[cmake-developers] Idea for Multi-Toolchain Support
mitranopeter at gmail.com
Wed Dec 19 00:05:06 EST 2018
Hey all, just thought I would chime in and note that I very often write
code that I expect to run both on my robots hardware and on my development
machine in a simulator. In this case, I want the same target names and
everything -- I simply use two cmake build directories, and now there is
even support for this workflow in CLion so my life is very easy. Doing all
of those as two targets with distinct names would be cumbersome, and the
current system works very well for me.
On Tue, Dec 18, 2018 at 8:54 PM frodak17 <frodak17 at gmail.com> wrote:
> On Tue, Dec 18, 2018 at 4:41 PM Kyle Edwards <kyle.edwards at kitware.com>
>> On Tue, 2018-12-18 at 16:12 -0500, frodak17 wrote:
>> What about conflicting build types when building a host tool target vs
>> the cross compiler target?
>> For instance the host tool may (should?) be built as a release project
>> (default optimization levels) but the cross compiler project could be built
>> as a debug project (so you can debug it with no optimizations)?
>> I guess it would then be CMAKE_<toolchain>_BUILD_TYPE and then targets
>> using that toolchain would be built with that build type.

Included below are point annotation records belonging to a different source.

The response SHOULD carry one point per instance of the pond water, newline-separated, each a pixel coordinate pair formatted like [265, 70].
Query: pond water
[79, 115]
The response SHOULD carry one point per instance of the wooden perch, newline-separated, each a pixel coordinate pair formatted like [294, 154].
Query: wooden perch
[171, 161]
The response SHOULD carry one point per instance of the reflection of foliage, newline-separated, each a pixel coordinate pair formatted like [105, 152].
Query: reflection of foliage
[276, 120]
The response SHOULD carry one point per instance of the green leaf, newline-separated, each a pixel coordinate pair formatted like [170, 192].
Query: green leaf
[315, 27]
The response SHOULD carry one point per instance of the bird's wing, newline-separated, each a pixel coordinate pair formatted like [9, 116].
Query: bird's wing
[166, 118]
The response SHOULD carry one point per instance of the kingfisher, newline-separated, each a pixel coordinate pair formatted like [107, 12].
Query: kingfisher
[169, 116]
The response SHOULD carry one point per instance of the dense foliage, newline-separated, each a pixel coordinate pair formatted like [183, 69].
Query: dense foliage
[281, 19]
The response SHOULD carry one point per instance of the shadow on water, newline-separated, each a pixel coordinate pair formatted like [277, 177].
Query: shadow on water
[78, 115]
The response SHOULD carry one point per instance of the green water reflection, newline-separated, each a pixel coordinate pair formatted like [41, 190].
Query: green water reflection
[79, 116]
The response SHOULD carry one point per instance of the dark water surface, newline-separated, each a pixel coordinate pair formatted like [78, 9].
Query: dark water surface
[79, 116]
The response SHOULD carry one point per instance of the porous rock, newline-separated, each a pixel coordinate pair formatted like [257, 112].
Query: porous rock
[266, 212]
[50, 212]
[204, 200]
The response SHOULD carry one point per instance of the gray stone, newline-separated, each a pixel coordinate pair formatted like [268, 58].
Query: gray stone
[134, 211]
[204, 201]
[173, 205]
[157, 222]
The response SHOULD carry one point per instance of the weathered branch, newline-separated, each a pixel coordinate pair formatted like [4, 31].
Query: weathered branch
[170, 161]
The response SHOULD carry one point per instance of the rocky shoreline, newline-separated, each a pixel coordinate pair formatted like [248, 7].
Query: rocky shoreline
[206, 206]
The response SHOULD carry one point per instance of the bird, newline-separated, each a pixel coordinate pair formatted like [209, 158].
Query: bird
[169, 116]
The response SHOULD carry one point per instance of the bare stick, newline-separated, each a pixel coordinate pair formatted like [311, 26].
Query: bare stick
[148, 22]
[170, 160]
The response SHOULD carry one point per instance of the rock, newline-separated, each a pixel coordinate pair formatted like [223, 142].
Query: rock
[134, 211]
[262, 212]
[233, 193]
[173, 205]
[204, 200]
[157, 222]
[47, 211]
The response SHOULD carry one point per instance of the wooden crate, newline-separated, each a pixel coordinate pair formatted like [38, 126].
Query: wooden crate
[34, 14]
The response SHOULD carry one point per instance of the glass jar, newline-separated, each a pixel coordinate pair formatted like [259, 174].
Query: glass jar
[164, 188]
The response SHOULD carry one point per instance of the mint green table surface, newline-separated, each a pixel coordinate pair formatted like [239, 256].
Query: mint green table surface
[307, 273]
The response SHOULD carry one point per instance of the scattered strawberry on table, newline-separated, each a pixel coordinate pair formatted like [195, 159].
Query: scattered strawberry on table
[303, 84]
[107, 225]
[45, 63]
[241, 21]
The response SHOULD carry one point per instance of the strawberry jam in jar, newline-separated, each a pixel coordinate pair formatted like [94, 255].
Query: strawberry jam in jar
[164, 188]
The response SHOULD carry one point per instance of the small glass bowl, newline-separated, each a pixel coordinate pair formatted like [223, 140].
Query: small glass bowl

>> I think that both host and cross targets would be built with the same
>> build type. If you're using a multi-config generator like VS or Xcode, how
>> do you specify which combination of configs you want? It's simpler if every
>> target is built as the same type, whether it's host or cross. Think about
>> it - the current system already expects that every target in the project is
>> built as the same build type. There's no way to specify "foo is built as
>> debug, bar is built as release." Why would this assumption change just
>> because we add a multi-toolchain mechanic?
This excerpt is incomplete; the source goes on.